The 10-years-later follow-up to An Inconvenient Truth treads a lot of the same ground as the original: reflections on the former vice president’s life and political career punctuated by lots of PowerPoint presentations. But now he’s stepped into a new role: diplomat. Not an official one, of course—Gore hasn’t been formally involved in politics since he left the White House. But his exploits as a self-appointed environmental envoy get more screen time in this round than his graphs.
The main action of the film orbits around the Paris climate talks, the landmark UN Framework Convention on Climate Change negotiations held in late 2015. As the main event nears and eventually kicks off, we follow Gore as he jet sets between meetings with everyone from then–Secretary of State John Kerry to members of the Indian government, a primary antagonist. One of the most dramatic scenes in An Inconvenient Sequel shows Gore making an 11th-hour call to then–SolarCity CEO Lyndon Rive, whose company he profiled earlier. In the last days of the conference, Gore is trying to cajole Rive into granting India special financing to expand its renewables capacity, thus making it easier to move off of coal. It works, and the audience is led to believe the exchange convinced a skeptical Modi government to sign on to the agreement.

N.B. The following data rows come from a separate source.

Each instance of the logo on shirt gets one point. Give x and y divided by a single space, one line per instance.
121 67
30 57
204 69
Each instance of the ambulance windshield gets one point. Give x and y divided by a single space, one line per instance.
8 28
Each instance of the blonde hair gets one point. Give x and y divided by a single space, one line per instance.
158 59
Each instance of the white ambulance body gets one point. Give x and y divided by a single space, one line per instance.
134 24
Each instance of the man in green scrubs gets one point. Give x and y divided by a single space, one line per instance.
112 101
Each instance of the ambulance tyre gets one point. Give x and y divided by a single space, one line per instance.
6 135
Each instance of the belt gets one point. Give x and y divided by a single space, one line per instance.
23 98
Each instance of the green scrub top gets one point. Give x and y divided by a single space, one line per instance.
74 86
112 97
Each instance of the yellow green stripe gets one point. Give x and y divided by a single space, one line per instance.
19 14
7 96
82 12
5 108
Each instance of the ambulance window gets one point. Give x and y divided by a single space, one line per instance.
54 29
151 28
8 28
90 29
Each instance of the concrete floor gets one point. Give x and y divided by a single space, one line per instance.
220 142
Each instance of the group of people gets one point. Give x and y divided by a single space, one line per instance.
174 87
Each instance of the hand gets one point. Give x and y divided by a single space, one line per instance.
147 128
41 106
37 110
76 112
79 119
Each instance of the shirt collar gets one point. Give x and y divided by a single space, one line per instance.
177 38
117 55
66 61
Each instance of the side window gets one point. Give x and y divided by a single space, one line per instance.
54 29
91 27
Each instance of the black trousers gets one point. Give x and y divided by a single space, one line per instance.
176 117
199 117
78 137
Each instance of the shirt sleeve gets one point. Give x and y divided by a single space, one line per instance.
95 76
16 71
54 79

In this and other moments, the film offers a kind of West Wing theory of climate politics. If you have enough high-level conversations with enough high-rollers, the thinking goes, then eventually they’ll all come around to your way of seeing things, and change will proceed accordingly because our institutions are built to serve the public’s best interest. The most important thing is to have the truth on your side and the ability to muster a good argument.
Perhaps unsurprisingly, the approach mirrors the campaign Hillary Clinton’s team ran last year. Democrats doubled down on showcasing Trump’s vulgarity to try to win, convinced that Americans would come to their senses if only they knew how depraved he really was. Likewise, Gore goes to great pains to point out the obscenity of the climate crisis. Fond of saying in recent press junkets that “every night on the evening news is like a nature hike through the Book of Revelations,” he plays the role of dutiful tour guide through a battery of disasters and sobering statistics.
He’s right about all this, of course: Extreme weather is killing more people every year, and warming forecasts seem to grow more bleak by the day. The simulations he presented us with 10 years ago have come to life.